The men behind the Jaguar XE are working on a host of technical upgrades to improve its performance and keep its appeal strong throughout its lifecycle.
Jaguar XE program director Nick Miller confirmed the introduction of an all-wheel-drive version would be among the first of these updates, with four-wheel grip crucial in some European markets and the north-eastern states of the US.
Miller denied that there was a hold up in the roll out of AWD for XE, insisting that it was also intended to be part of the first wave of technical enhancements.
“Developing a whole new architecture, there’s a lot of work involved in that,” he said.
“Obviously we want to introduce it in stages so we can ensure that it gets introduced with all the quality standards met, and it was just in our second phase of technology as part of the architecture.
“The biggest part of the segment is the rear-wheel-drive segment so we prioritised that over the all-wheel drive. It’ll be an important element of the car going forward.”
Miller said the company was also considering AWD for future performance derivatives of the XE.
“We’re still looking at the potentials in terms of performance variants, all-wheel drive and rear-wheel drive for the future – it has pros and cons for both.
“It depends what kind of car you want to do because certainly all-wheel drive brings its benefits in terms of traction but it brings weight as well, so it’s that balance of what you want to achieve with the actual individual product that you want to do.”
Miller said he believes an AWD XE sports car could still retain the vehicle character that the brand places so much emphasis on.
Jaguar XE vehicle engineering manager Jon Darlington said an AWD performance model was “definitely something we would think about in the future”.
“You come to a point where you struggle to manage traction [with rear-wheel drive], so you can chuck more power at it but ultimately the car won’t be that much quicker, and how usable that is,” Darlington said.
“I would not say we’re doing it but I would also not rule it out because you understand the benefits you get with traction, your cornering speeds, etc.
“It’s been proven on a number of occasions… Racecar technology as well, you look at all the hybrid systems out there in endurance racing, the majority of the cars that are doing well are all-wheel drive.
“It’s not something that we have spent a lot of time thinking about, but from a fundamental physics point of view I think I makes sense. We’d have to think about how to position it.
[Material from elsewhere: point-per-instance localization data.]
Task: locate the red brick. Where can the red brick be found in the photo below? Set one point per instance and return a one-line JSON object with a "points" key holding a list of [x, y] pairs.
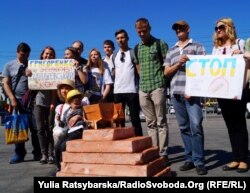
{"points": [[108, 134], [146, 170], [143, 157], [133, 144]]}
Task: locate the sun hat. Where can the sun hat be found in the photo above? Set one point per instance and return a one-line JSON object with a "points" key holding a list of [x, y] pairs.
{"points": [[66, 82], [179, 23], [73, 93]]}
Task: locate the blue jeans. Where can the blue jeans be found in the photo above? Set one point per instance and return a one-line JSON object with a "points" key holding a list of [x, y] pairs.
{"points": [[20, 147], [189, 116]]}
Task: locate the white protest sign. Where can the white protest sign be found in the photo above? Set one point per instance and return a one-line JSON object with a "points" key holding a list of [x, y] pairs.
{"points": [[215, 76], [46, 74]]}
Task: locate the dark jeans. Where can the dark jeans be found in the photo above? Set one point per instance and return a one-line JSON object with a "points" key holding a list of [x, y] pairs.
{"points": [[132, 100], [44, 131], [233, 112], [61, 145], [20, 147]]}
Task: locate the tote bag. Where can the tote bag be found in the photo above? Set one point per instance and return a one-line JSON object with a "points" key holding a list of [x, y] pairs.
{"points": [[16, 128]]}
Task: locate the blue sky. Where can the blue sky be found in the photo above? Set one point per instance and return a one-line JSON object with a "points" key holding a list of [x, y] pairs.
{"points": [[59, 22]]}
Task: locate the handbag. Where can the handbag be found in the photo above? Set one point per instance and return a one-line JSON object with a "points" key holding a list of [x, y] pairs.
{"points": [[16, 128]]}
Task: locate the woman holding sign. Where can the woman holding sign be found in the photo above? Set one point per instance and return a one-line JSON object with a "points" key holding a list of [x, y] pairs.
{"points": [[43, 109], [233, 110]]}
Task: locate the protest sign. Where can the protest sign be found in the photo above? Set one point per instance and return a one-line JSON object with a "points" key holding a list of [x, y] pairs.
{"points": [[215, 76], [46, 74]]}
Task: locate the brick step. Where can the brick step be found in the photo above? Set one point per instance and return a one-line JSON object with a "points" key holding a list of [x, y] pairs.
{"points": [[143, 157], [108, 134], [129, 145], [166, 172], [145, 170]]}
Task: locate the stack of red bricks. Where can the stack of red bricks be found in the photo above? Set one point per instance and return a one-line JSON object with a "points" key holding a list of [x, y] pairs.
{"points": [[112, 152]]}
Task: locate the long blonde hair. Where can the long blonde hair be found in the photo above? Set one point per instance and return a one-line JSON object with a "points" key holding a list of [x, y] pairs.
{"points": [[230, 31]]}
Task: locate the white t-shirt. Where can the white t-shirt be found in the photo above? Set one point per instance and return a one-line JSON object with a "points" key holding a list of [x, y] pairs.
{"points": [[124, 74]]}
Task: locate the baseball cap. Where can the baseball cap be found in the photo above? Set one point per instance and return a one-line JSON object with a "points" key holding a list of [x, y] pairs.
{"points": [[179, 23]]}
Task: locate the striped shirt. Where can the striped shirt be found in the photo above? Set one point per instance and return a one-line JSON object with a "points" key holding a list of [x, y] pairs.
{"points": [[179, 79], [151, 73]]}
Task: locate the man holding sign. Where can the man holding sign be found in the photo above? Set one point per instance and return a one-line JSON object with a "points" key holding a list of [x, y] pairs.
{"points": [[188, 109]]}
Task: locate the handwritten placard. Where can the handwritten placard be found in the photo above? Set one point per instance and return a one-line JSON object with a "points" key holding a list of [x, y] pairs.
{"points": [[214, 76], [46, 74]]}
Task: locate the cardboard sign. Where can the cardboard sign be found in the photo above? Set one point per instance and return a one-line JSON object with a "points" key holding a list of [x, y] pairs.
{"points": [[215, 76], [46, 74]]}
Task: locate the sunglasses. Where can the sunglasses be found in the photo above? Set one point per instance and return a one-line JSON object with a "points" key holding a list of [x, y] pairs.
{"points": [[220, 27], [122, 58]]}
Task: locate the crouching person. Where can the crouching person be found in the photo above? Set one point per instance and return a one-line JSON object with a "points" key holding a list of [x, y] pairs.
{"points": [[73, 122]]}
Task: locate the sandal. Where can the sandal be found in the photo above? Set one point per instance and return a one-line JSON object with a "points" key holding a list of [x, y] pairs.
{"points": [[243, 167], [231, 166]]}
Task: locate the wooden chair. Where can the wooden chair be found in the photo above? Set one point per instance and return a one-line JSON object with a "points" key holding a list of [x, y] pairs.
{"points": [[99, 115]]}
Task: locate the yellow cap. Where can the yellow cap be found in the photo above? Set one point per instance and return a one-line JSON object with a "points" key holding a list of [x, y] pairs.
{"points": [[73, 93]]}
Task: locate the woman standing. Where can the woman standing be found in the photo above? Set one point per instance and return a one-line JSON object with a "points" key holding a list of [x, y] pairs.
{"points": [[233, 111], [44, 107], [99, 77]]}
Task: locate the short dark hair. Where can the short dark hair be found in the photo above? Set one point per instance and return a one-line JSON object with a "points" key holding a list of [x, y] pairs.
{"points": [[109, 42], [121, 31], [23, 47], [143, 20]]}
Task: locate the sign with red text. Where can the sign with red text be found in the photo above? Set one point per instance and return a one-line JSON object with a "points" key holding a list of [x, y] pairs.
{"points": [[46, 74], [215, 76]]}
It’s an interesting idea.”
Miller confirmed the supercharged 5.0-litre V8 found in the brand’s ‘R’ cars does fit into the XE’s architecture, opening the door for a hardcore XE R or XE R-S rival for the BMW M3 and Mercedes-AMG C63 down the track.
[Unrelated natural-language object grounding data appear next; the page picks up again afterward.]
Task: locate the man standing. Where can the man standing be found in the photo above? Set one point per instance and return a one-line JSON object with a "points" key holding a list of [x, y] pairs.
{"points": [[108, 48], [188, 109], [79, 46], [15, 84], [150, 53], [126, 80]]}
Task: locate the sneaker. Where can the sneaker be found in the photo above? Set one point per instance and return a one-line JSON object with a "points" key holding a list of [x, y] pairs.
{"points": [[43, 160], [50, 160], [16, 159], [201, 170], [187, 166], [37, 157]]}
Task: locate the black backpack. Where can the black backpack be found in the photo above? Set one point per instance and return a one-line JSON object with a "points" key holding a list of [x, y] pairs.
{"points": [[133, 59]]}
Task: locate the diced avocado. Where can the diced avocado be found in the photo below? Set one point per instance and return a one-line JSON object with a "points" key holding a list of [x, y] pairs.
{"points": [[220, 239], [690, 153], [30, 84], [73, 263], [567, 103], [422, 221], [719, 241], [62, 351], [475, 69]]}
He also confirmed that a 3.0-litre inline-six engine scaled up the from the upcoming 2.0-litre four-cylinder Ingenium petrol engine – expected within 18 months – would theoretically fit inside the XE’s engine bay if the brand decided to take inspiration from its past and introduce a straight six-cylinder engine.
From launch, the Jaguar XE range will be headlined by the 250kW/450Nm supercharged 3.0-litre V6 from the entry-level F-Type, though Jaguar XE powertrain manager Daniel Buckley told CarAdvice there was no reason why the more powerful 280kW/460Nm tune from the F-Type V6 S couldn’t also find its way into the compact sedan.
Buckley said the versatility and modularity of the Ingenium engine family meant almost everything was on the table, including twin-turbocharging, turbocharging and supercharging together, electric supercharging, and hybrid technology.
“We’ve looked at hybrid technology in the future, making sure we protect for that, and clearly twin boosting is another option there, so yes, the architecture and the engine are capable of that.
“For the petrol engine of the future [twin-charging] is something that we’re looking at. There are various different options to go with down that route.
“E-boost is becoming very interesting and is something we’re looking at – electric boosting to top up a stronger turbocharger. It’s a technology we’re actively pursuing,” he said, confirming it held potential for both petrol and diesel engines.
Miller said updates were likely to be rolled out with the introduction of new model year vehicles, which Jaguar typically launches in the latter stages of each year.